I tried to manage my emotions. There were too many of them, and when this happened, I would get flustered and my anxiety would spike.
We had to get this project. I didn’t want to go home and know that we’d failed. I wasn’t going to get a whole lot out of this deal. A raise, sure, but other than that… it was more something that would look good on Ben’s résumé, but that didn’t mean that I would just give up.
But he’d blatantlylied. And he’d drawn me into it and I hadn’t had a say.
I took a deep breath through my nose for five counts, held it for eight, and let it out slowly again.
I repeated the process three times to calm myself, and Ben ate his crackers, allowing me the time to get it together.
He didn’t push me to say or do something until I could get my anxiety spike under control. If I wasn’t this angry at him, I would have appreciated it, but I could only dish out so many emotions for him at a time, and I was full up on rage right now.
“I can’t believe you did this,” I said, my voice calmer now.
“I know.” Ben shook his head. “But what’s done is done, and if we get this project, a lot of people will get a lot of things they need.”
He was right, and damn him for using that against me, too. I wanted to help the people. I wanted this project to go through.
Damn it.
“I’m going to take a moment and go to my room,” I said evenly. “I’ll meet you for lunch and we can discuss this, but I need some time.”
“That’s fine,” Ben said. He was frustratingly calm after what he’d done.
But maybe lying and deceit came easy to him.
That just pissed me off more, and I left the living room before my anxiety spiked again and my anger returned with renewed force.

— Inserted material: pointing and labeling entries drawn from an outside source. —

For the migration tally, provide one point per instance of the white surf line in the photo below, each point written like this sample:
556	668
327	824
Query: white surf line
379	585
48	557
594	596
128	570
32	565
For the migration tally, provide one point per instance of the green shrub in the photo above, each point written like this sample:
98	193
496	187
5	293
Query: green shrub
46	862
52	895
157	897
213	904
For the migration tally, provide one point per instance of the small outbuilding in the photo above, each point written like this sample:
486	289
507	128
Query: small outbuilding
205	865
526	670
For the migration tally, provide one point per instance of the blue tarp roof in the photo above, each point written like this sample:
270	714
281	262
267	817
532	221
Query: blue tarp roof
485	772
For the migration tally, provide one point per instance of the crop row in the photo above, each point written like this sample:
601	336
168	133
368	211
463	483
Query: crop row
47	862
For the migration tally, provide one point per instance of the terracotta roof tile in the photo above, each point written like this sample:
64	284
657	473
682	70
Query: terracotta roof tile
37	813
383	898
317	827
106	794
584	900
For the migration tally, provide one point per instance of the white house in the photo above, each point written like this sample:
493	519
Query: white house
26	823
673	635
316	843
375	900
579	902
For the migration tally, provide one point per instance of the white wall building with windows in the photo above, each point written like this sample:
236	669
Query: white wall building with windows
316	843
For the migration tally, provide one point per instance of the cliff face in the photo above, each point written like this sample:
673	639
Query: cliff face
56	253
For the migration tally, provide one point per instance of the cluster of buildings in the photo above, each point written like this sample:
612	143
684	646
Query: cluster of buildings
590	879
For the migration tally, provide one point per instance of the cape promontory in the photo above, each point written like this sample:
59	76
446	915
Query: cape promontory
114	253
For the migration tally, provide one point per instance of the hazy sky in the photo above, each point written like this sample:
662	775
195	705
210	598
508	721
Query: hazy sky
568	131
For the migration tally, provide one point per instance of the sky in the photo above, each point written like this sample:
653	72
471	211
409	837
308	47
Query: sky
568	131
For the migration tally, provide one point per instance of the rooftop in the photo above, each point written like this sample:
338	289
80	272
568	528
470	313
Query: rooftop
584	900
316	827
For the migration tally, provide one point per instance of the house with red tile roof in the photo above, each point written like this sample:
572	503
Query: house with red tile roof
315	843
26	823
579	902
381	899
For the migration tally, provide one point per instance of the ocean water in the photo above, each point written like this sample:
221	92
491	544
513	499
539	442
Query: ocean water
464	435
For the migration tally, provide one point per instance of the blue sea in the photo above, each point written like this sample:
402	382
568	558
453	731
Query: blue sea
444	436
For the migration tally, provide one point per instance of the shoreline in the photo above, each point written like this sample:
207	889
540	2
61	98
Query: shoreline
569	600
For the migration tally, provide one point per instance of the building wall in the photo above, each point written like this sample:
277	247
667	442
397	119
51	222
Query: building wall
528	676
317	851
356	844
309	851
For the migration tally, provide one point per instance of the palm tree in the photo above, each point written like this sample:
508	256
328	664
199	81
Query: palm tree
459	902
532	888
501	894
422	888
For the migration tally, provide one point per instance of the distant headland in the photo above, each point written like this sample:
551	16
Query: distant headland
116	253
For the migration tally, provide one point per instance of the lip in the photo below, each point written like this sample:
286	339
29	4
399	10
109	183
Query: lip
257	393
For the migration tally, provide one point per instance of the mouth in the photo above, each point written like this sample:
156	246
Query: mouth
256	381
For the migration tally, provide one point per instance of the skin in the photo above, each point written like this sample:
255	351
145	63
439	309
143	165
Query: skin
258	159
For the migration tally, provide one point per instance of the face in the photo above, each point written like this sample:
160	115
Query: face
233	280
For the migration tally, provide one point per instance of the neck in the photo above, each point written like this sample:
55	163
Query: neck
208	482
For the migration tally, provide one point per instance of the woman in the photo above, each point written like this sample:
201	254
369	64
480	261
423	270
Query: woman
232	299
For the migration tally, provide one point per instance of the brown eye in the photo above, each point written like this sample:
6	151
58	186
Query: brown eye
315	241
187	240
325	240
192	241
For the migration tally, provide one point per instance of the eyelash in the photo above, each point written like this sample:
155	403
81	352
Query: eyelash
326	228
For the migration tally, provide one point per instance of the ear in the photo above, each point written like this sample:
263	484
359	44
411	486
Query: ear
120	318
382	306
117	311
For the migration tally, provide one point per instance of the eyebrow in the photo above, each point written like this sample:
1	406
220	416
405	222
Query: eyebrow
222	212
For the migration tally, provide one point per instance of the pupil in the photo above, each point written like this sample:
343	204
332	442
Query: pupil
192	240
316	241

When I got to my room, I closed my door harder than I should have and stomped my foot. I cried out and gritted my teeth before I forced myself to take deep breaths again.
I grabbed my phone and dialed Elena.
“You have no idea what just happened,” I seethed into the phone the moment she answered.
“What?”
“He told the client that we’re married.”
“What? What are you talking about?”
I explained to Elena what had happened, how Ben had decided to hijack the conversation and change the entire game.